People Remember Experiences, Not Information

The human brain is not optimised for memorising abstract information. It is optimised for remembering experiences — especially emotionally significant ones. This has profound implications for course designers. Content delivered as dry information is likely to be forgotten quickly. Content delivered through story, analogy, case study, and application is far more likely to be retained and acted upon.

Every lesson you create should ask: what is the experience I am creating for my learner? Not just what information am I delivering, but what will they feel, imagine, or discover during this lesson? The more experiential your teaching, the more memorable and impactful it will be.

Spaced Repetition Beats Massed Learning

One of the most well-established findings in learning science is the spacing effect: information revisited across multiple sessions, with time intervals between them, is retained far better than information crammed into a single intensive session. This has direct implications for how you structure your course content.

Instead of covering a concept once and moving on, design your course so that key concepts are introduced, revisited in different contexts, and applied in multiple exercises throughout the programme. Each time a student encounters a concept in a slightly new form, their understanding deepens and the retention strengthens.

Active Learning Beats Passive Consumption

Watching a video is passive. Answering a quiz question is active. Writing a response to a reflection prompt is active. Applying a framework to a real project is active. The more active the learning experience, the deeper the encoding in memory and the stronger the transfer to real-world application.

Design for active engagement at every turn. Include worksheets that require students to apply concepts to their specific situation. Add checkpoints and reflections between modules. Create assignments that produce something real — a plan, a draft, a prototype, a decision — rather than just demonstrating comprehension of theory.

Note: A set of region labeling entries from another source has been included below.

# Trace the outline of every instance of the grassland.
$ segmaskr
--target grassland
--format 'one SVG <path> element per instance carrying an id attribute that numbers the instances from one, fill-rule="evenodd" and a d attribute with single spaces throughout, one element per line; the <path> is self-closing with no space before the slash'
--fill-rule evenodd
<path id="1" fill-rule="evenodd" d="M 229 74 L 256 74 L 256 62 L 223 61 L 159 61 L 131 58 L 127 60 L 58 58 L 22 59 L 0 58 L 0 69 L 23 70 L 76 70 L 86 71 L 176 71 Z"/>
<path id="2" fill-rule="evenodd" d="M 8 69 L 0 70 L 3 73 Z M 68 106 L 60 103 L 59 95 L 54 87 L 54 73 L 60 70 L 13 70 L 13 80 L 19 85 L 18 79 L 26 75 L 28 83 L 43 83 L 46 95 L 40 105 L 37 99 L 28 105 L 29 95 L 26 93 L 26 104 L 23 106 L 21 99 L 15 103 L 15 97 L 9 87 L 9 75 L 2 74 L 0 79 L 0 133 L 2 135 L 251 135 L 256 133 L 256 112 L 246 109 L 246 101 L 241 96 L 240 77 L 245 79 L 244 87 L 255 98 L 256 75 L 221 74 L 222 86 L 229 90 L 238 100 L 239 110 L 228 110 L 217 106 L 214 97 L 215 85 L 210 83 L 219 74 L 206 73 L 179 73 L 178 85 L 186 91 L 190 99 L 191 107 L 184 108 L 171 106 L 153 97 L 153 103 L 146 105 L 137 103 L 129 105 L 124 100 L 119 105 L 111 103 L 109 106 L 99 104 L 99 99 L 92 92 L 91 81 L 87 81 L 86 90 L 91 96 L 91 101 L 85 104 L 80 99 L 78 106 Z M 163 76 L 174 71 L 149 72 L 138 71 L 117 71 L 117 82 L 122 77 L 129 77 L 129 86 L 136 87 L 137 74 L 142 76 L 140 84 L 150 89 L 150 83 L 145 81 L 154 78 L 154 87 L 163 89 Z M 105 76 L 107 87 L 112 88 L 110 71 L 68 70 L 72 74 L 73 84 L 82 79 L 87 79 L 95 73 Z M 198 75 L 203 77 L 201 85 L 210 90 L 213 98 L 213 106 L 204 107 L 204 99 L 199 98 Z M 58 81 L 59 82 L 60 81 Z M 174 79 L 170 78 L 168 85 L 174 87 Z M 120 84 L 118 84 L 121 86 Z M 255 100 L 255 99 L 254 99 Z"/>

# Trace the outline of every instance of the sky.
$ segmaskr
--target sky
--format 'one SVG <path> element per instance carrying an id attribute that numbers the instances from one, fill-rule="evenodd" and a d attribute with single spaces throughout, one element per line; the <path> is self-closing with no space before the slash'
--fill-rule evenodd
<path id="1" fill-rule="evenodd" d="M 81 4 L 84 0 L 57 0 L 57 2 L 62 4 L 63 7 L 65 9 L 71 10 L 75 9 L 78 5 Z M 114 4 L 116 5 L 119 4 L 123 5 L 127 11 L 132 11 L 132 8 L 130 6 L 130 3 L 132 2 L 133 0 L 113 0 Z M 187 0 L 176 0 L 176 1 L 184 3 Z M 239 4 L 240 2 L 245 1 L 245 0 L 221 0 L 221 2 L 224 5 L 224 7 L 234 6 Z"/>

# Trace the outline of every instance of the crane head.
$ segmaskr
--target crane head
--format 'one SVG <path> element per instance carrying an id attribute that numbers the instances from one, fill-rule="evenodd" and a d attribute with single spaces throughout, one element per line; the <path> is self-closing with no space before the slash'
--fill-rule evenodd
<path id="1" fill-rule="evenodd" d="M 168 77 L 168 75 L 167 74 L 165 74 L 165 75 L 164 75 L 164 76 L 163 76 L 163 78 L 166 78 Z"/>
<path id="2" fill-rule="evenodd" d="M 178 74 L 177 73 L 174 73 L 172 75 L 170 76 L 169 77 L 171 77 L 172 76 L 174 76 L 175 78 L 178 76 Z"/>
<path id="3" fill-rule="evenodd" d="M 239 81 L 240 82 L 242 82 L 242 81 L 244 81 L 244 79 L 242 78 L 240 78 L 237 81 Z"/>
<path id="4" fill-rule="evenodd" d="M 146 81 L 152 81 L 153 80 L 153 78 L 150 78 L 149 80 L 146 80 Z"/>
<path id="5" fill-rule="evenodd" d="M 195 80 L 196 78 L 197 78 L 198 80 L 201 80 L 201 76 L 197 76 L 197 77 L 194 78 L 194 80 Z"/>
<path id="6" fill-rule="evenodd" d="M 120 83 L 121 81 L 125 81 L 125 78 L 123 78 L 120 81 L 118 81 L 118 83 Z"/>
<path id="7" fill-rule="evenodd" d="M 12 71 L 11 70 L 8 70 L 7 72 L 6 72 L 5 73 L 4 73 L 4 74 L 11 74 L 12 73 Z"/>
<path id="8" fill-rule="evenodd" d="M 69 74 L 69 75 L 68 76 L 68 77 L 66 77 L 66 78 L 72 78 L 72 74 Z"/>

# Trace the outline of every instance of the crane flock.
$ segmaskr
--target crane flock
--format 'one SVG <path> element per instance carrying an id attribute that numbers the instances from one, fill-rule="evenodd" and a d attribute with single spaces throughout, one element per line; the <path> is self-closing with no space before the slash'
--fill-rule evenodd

Emotional Safety Enables Deep Learning

Adults learn best when they feel psychologically safe — when they are not afraid of being judged, ridiculed, or dismissed for asking “stupid” questions or sharing imperfect work. Creating that safety is one of the most important responsibilities of an online educator.

In practical terms, this means celebrating effort and progress, not just outcomes. It means explicitly normalising struggle and mistake-making as part of the learning process. It means creating community norms where vulnerability is respected and questions are welcomed. When learners feel safe, they engage more deeply, take more risks, and ultimately learn more completely.

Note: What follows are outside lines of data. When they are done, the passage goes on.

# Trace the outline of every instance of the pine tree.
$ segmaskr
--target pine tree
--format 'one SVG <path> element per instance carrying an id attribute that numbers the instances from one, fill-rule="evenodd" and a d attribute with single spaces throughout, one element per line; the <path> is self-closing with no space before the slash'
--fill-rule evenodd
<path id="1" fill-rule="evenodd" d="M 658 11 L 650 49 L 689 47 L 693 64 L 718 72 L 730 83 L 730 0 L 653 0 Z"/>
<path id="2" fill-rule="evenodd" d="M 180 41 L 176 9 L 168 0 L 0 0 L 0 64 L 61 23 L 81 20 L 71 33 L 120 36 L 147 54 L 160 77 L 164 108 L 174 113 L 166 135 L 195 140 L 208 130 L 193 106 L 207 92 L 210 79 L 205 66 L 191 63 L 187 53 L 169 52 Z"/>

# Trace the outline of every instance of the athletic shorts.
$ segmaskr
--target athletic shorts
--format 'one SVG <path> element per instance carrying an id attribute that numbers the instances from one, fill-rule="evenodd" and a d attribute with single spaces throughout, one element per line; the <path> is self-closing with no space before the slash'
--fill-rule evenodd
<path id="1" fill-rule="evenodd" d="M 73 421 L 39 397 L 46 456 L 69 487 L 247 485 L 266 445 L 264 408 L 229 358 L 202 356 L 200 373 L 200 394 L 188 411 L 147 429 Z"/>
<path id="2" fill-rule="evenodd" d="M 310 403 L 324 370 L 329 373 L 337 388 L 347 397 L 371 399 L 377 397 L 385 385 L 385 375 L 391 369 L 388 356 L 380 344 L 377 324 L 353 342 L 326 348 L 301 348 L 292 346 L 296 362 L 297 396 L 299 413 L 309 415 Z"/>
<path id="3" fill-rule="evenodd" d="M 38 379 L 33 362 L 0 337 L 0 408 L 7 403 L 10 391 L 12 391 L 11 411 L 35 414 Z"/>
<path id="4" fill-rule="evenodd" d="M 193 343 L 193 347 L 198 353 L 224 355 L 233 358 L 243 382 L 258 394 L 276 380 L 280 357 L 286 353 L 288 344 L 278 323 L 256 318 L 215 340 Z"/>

Relevance Is the Gateway to Engagement

Adult learners, in particular, need to see the direct relevance of what they are learning to their real lives and goals. Abstract knowledge that cannot be connected to a personal application is quickly filed in the “interesting but not useful” category — and forgotten.

Design every lesson with explicit relevance in mind. At the start of each lesson, tell students why this matters and what they will be able to do with it. At the end, invite them to identify how they will apply it in the next 48 hours. That “within 48 hours” application window is critical — the sooner a new concept is applied, the stronger the learning becomes.

Great online educators are not just experts in their subject matter. They are students of how learning works. And at Primeversity, both dimensions are considered essential to building courses and coaching programmes that deliver genuine, lasting transformation.